Padre Júlio ressaltou que grande parte das críticas parte de pessoas que desconhecem a trajetória e o alcance das ações sociais realizadas pela pastoral. “Os que atacam não conhecem a história, não sabem tudo o que foi vivido”, afirmou.
O sacerdote lembrou iniciativas desenvolvidas em espaços como o Centro Santa Dulce, a Casa Santa Virgínia e a Casa Nossa Senhora das Mercês, e reforçou que qualquer pessoa interessada pode visitar os projetos e acompanhar de perto o trabalho realizado. “Quem quer saber o que é feito é só ir a uma das casas”, disse.

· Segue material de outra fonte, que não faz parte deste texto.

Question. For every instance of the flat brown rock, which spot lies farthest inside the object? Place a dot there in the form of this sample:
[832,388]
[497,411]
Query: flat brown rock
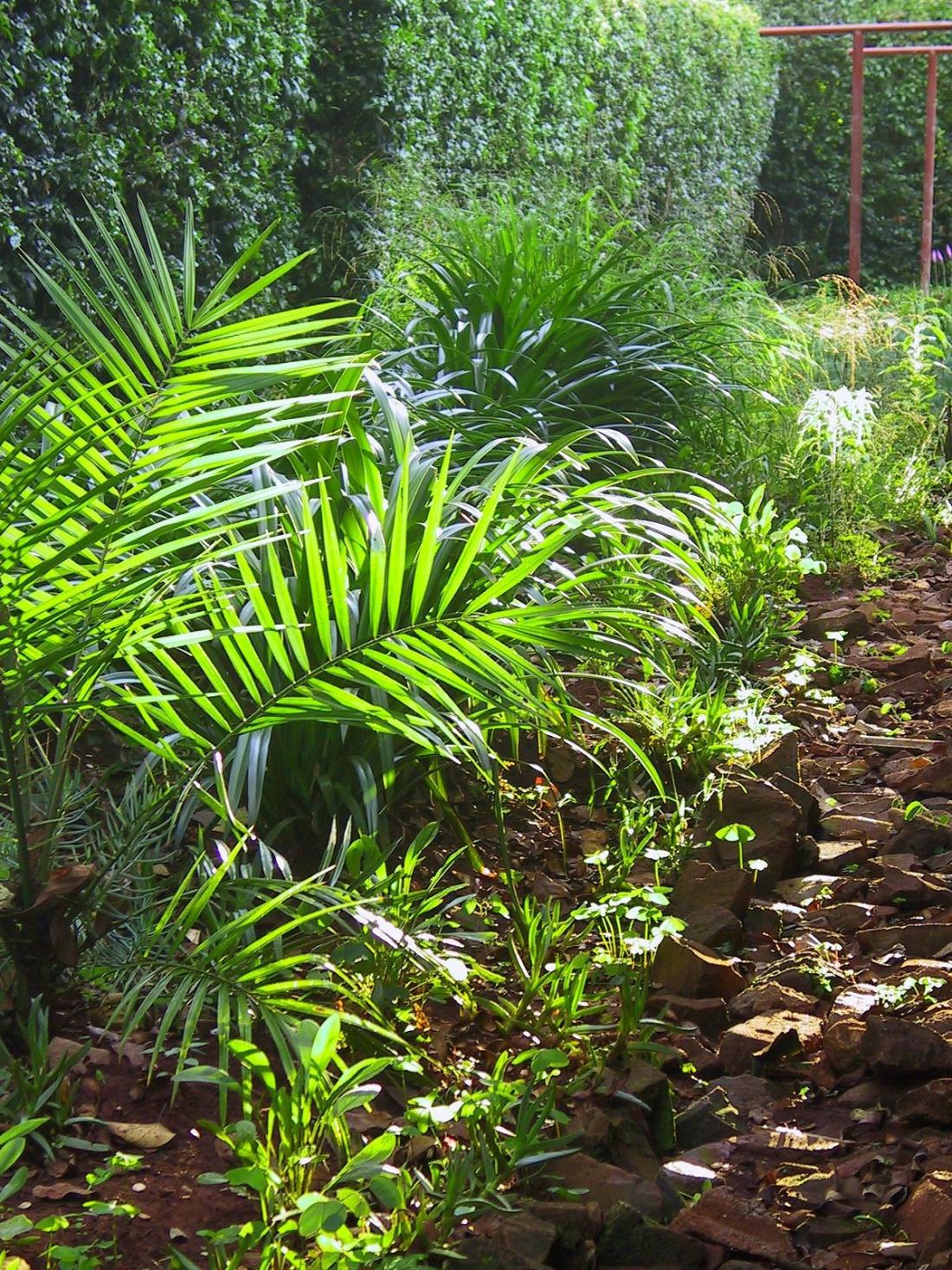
[701,886]
[606,1185]
[737,1223]
[762,998]
[899,1047]
[918,938]
[927,1215]
[693,970]
[856,828]
[715,927]
[769,1038]
[928,1104]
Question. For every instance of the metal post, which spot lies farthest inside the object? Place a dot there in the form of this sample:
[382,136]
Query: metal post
[929,171]
[856,159]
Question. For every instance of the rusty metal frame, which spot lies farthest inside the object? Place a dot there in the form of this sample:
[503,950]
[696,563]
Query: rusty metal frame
[859,52]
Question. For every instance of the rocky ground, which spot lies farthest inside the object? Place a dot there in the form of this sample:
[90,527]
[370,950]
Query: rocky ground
[807,1118]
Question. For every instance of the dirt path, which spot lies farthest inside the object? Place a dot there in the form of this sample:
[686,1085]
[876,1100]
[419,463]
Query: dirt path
[813,1091]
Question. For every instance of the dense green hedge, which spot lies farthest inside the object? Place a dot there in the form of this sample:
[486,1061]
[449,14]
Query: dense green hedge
[664,103]
[263,108]
[710,86]
[158,98]
[807,168]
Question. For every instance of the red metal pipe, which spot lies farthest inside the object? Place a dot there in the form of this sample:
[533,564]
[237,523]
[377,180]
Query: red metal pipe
[929,169]
[856,159]
[909,48]
[846,29]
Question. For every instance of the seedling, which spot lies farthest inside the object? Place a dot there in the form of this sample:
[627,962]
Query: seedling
[742,835]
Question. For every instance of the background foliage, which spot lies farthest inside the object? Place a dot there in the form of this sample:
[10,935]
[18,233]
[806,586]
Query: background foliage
[807,165]
[261,109]
[150,98]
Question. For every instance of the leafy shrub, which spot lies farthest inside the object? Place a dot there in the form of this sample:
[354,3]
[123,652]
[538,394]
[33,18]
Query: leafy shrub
[518,329]
[807,164]
[754,563]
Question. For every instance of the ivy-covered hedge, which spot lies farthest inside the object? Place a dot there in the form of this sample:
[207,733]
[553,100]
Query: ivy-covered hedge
[711,87]
[263,108]
[664,103]
[807,166]
[151,98]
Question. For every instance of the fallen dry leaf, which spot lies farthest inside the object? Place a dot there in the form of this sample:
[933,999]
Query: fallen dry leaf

Ele também destacou o funcionamento da padaria mantida com doações da comunidade, responsável pela produção diária de cerca de dois mil pães distribuídos em diversos pontos da cidade. Segundo o padre, nenhuma dessas ações recebe recursos do poder público ou de outras instâncias institucionais. “Tudo é sustentado pela boa vontade de todos”, enfatizou.
Durante a homilia, padre Júlio voltou a se posicionar em defesa de grupos historicamente discriminados, como pessoas em situação de rua, trabalhadores sem terra, povos indígenas, negros, mulheres e o povo palestino.
“Estaremos até o fim com aqueles que lutam pela terra, pelos povos indígenas, pelas mulheres, pelos negros, por todos os que sofrem discriminação, pela Palestina livre. Mesmo que sejamos feridos e atacados, continuaremos a amar”, afirmou.